I would urge anyone with a diagnosis of MSA to get a second opinion.

By olpilot On 2015.09.09 03:32
The biggest problem with anything associated with pd is after a pd diagnosis EVERYTHING is just a guess. I find I walk at an angle, I stumble and walk like I've been drinking. I have had syncope events from hypotension all are part of or could be's. One dr told me pain and slow movements were not part of pd. I suggested she come to a support group meeting, she declined sent me to a VA movement specialist and when the diagnosis was pd treated me like shit. She didn't like to be wrong I guess. With anything pd don't take anyone dr's word. It is to complex and if they don't feel it or haven't experienced it they don't understand. We need to fight every step of the way and it will take a very good dr to understand and believe the multitude of things that are and may not be pd.

By VioletV On 2015.09.09 13:02
It's so clear that family practice docs, and even community neurologists just don't know much about PD.

My PWP husband and I have learned as much from books as from physicians who don't know. We have used

"Making the Connection Between Brain and Behavior" by Joseph Friedman and

"The New Parkinson's Disease Treatment Book: Partnering with Your Doctor To Get the Most from Your Medications" by J Eric Ahlskog to be invaluable resources.

Not cheap, but the first edition of the Ahlskog book (which is the one we have) is very inexpensive used on Amazon.

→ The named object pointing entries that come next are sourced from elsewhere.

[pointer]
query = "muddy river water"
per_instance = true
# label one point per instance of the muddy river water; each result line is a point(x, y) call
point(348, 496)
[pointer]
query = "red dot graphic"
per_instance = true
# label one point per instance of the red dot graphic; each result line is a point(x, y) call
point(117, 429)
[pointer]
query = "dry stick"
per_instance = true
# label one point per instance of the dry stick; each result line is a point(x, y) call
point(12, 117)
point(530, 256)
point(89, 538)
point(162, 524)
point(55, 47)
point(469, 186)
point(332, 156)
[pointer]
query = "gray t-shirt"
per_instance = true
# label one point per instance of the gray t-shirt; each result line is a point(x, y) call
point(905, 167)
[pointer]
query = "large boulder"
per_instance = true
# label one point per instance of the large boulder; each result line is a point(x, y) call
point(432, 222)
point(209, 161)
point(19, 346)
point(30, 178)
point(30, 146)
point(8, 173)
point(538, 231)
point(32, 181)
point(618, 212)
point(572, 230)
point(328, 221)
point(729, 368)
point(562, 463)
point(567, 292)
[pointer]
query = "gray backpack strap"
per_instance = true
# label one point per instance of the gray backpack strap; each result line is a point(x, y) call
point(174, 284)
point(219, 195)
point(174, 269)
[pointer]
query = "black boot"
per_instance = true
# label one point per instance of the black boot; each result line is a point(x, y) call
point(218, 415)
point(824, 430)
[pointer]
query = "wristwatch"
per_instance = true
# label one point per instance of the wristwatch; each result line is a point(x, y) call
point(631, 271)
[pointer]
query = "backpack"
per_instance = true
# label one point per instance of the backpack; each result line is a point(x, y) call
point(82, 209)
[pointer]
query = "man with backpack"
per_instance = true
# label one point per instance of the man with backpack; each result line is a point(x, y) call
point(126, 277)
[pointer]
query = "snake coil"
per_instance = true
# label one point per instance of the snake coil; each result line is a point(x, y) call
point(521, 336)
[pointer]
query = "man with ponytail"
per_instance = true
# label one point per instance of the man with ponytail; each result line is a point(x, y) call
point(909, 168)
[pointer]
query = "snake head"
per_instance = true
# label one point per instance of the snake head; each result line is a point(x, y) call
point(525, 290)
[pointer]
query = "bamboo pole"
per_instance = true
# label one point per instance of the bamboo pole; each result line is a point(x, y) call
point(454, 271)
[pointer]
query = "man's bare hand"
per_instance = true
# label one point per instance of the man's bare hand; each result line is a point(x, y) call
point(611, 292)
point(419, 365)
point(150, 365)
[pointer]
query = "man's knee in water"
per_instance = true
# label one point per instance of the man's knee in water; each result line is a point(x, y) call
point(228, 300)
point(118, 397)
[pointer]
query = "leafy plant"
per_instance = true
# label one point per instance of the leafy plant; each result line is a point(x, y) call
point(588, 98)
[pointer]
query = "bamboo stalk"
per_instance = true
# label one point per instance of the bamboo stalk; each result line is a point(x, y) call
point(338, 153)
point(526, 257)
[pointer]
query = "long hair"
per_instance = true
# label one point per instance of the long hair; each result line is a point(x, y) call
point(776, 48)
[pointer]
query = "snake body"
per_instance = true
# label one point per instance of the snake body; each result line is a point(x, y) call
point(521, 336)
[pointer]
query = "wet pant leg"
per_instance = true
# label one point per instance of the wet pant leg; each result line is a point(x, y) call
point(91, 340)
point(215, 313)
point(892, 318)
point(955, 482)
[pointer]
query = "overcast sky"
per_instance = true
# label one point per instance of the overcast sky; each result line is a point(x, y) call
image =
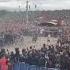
point(41, 4)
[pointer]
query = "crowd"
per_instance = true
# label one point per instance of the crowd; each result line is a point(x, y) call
point(47, 56)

Or, urge your public library to order these.

VV

By stillunsure On 2015.09.10 10:27
Thanks to all for the input. To explain further about my PWP walking "on an angle"; I might have misstated. To further enlighten everyone (and maybe myself in the process), he doesn't actually walk on an angle per se, he's in a semi-conscious state when this happens. It almost looks like he's trying to find something to hold on to, but he's out of it. It's all very bizarre and doesn't happen on a daily basis.

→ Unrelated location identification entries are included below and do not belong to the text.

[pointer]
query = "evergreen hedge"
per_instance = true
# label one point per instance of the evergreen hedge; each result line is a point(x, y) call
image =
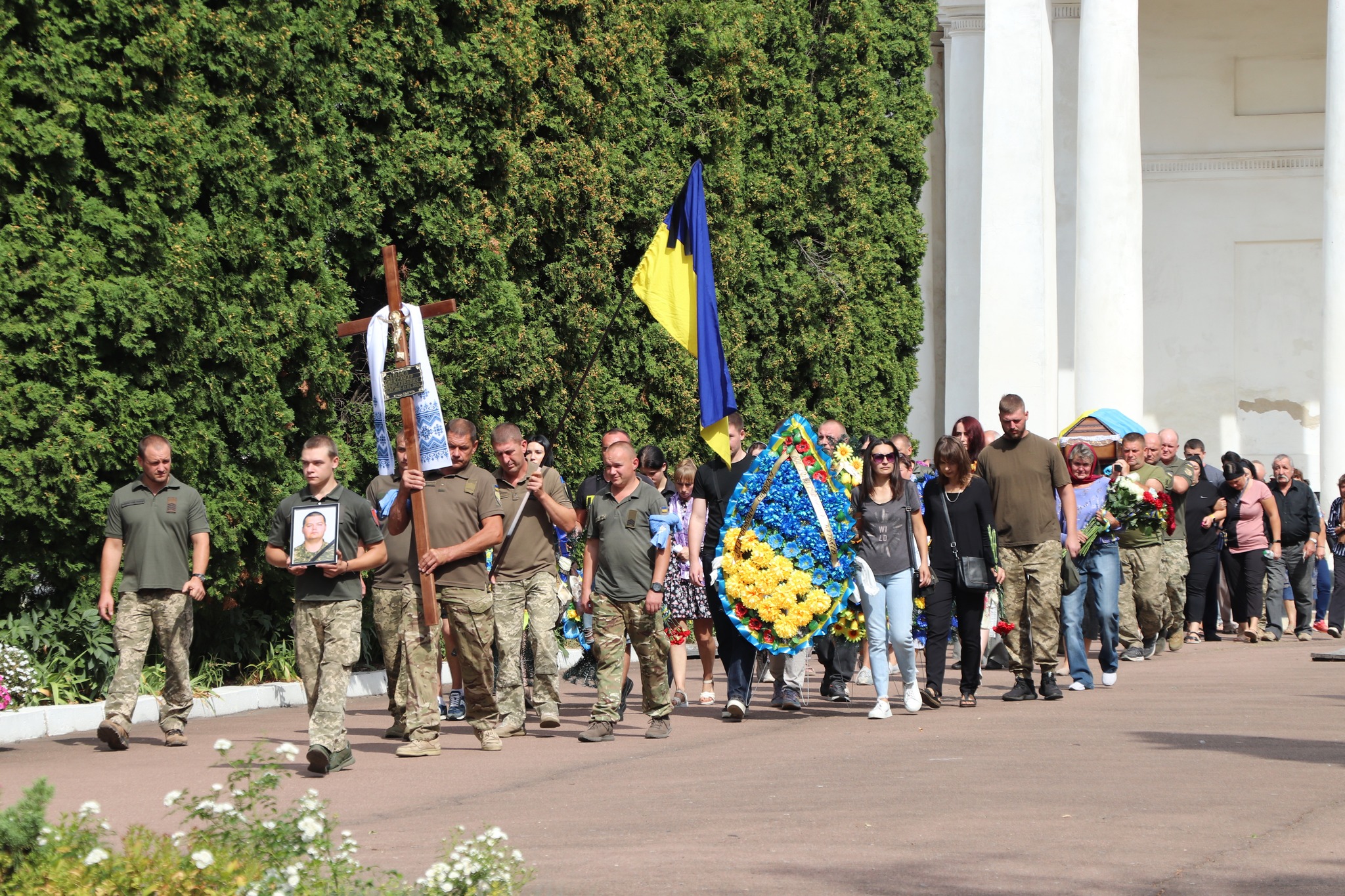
point(195, 194)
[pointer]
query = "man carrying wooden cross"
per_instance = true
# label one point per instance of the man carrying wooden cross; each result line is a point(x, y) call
point(464, 521)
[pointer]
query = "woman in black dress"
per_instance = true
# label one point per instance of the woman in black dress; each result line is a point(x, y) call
point(961, 500)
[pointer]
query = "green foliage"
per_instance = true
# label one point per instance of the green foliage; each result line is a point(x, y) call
point(195, 194)
point(20, 824)
point(238, 839)
point(277, 666)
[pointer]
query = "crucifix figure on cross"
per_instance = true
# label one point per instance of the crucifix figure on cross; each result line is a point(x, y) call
point(397, 331)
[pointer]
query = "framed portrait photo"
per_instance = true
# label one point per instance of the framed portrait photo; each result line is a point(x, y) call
point(313, 534)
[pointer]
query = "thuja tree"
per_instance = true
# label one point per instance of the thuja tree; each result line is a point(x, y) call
point(195, 194)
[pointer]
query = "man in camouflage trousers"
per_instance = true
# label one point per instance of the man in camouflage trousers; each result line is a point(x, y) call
point(151, 524)
point(327, 599)
point(464, 519)
point(523, 580)
point(1143, 587)
point(1176, 563)
point(623, 589)
point(393, 593)
point(1025, 475)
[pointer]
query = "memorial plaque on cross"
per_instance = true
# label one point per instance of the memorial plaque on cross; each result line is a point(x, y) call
point(397, 324)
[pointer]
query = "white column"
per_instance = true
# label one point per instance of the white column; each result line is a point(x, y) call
point(962, 91)
point(1019, 337)
point(1333, 255)
point(925, 423)
point(1109, 263)
point(1064, 51)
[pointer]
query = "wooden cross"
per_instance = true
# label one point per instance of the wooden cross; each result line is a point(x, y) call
point(430, 603)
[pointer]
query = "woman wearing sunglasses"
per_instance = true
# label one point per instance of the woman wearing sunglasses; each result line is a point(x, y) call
point(892, 544)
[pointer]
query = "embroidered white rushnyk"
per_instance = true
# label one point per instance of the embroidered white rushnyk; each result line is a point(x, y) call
point(430, 418)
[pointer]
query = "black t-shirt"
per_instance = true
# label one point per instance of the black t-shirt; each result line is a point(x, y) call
point(971, 517)
point(1200, 503)
point(715, 482)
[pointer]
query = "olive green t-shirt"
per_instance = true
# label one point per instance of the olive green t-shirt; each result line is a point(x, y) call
point(357, 526)
point(401, 548)
point(155, 532)
point(1179, 469)
point(1024, 476)
point(458, 504)
point(1136, 538)
point(625, 553)
point(531, 548)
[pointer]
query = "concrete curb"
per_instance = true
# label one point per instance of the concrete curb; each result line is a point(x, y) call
point(54, 721)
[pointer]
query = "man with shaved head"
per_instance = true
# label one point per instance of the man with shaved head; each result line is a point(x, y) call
point(155, 524)
point(1176, 562)
point(623, 589)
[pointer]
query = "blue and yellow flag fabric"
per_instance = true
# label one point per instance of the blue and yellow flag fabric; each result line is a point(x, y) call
point(676, 281)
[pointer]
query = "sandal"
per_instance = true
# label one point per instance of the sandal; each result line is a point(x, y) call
point(708, 692)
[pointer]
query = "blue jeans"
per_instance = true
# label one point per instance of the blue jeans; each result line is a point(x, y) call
point(1099, 582)
point(888, 617)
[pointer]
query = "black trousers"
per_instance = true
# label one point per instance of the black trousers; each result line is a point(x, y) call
point(1336, 613)
point(736, 653)
point(1246, 571)
point(971, 606)
point(1202, 589)
point(838, 658)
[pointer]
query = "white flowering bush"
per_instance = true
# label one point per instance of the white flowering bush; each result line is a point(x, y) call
point(18, 677)
point(237, 840)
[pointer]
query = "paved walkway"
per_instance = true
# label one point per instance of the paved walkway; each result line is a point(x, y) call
point(1216, 770)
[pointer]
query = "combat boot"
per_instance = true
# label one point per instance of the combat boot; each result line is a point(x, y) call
point(343, 758)
point(1021, 689)
point(418, 748)
point(114, 735)
point(598, 730)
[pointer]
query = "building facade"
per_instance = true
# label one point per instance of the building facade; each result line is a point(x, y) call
point(1126, 209)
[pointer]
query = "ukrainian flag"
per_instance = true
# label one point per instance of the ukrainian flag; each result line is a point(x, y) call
point(676, 280)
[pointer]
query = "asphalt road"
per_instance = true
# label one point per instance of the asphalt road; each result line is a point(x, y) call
point(1215, 770)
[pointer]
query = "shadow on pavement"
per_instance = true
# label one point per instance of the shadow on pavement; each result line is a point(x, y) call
point(1282, 748)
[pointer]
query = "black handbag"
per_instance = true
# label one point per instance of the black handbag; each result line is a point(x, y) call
point(973, 572)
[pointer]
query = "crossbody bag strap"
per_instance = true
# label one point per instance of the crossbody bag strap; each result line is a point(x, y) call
point(953, 538)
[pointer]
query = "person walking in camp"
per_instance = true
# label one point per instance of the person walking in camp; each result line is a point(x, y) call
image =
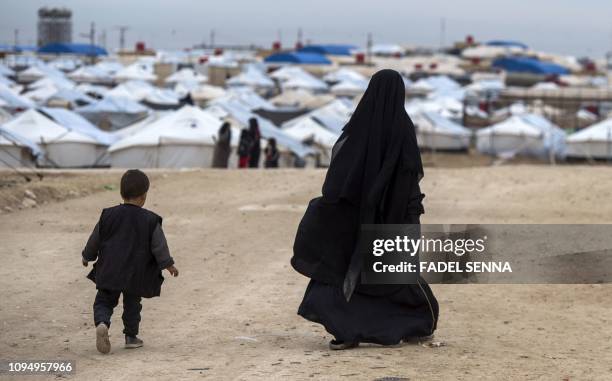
point(244, 148)
point(373, 178)
point(130, 251)
point(222, 146)
point(255, 143)
point(272, 155)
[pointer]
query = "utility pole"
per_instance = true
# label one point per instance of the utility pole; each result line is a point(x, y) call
point(92, 39)
point(369, 45)
point(122, 29)
point(442, 33)
point(103, 38)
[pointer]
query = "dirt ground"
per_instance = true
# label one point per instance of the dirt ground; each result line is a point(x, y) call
point(231, 314)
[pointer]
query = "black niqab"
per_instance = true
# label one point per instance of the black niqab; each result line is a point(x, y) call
point(378, 139)
point(376, 151)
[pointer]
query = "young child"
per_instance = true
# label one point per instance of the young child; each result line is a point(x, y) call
point(131, 250)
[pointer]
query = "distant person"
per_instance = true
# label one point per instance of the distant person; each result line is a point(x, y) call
point(222, 147)
point(187, 100)
point(255, 144)
point(131, 250)
point(373, 178)
point(244, 148)
point(272, 154)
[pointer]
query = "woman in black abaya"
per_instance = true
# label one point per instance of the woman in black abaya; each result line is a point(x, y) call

It is my understanding that in order to diagnosis MSA, there should be other functionalities in place, i.e, incontinence, choking, etc... He has neither, except for the occasional nighttime incontinence. However, the damn confusion episodes are increasing daily. Yesterday, he couldn't remember our PIN at the ATM (we've had the same one forever) and couldn't remember where the gas nozzle went (he doesn't drive, but likes to feel useful so I let him fill up my car when I pull into a gas station).

So, my PWP friends... what do you all think? He's 77 today. I feel sad writing all this at work. Maybe my therapist can provide some insight.

By makrivah On 2015.09.18 00:14
I ordered the book VioletV recommended:
"The New Parkinson's Disease Treatment Book: Partnering with Your Doctor To Get the Most from Your Medications" by J Eric Ahlskog.

She is correct. It is an invaluable resource. I received it yesterday and have devoured the key info I was seeking. It is written in language we can understand. The organization of information is extraordinary, plus it has a comprehensive index. I highly recommend it to the PD community. I'm going to ask our local library to stock a copy.

By mylove On 2015.10.12 20:31
Our neuro just gave us the Friedman book. It looks useful.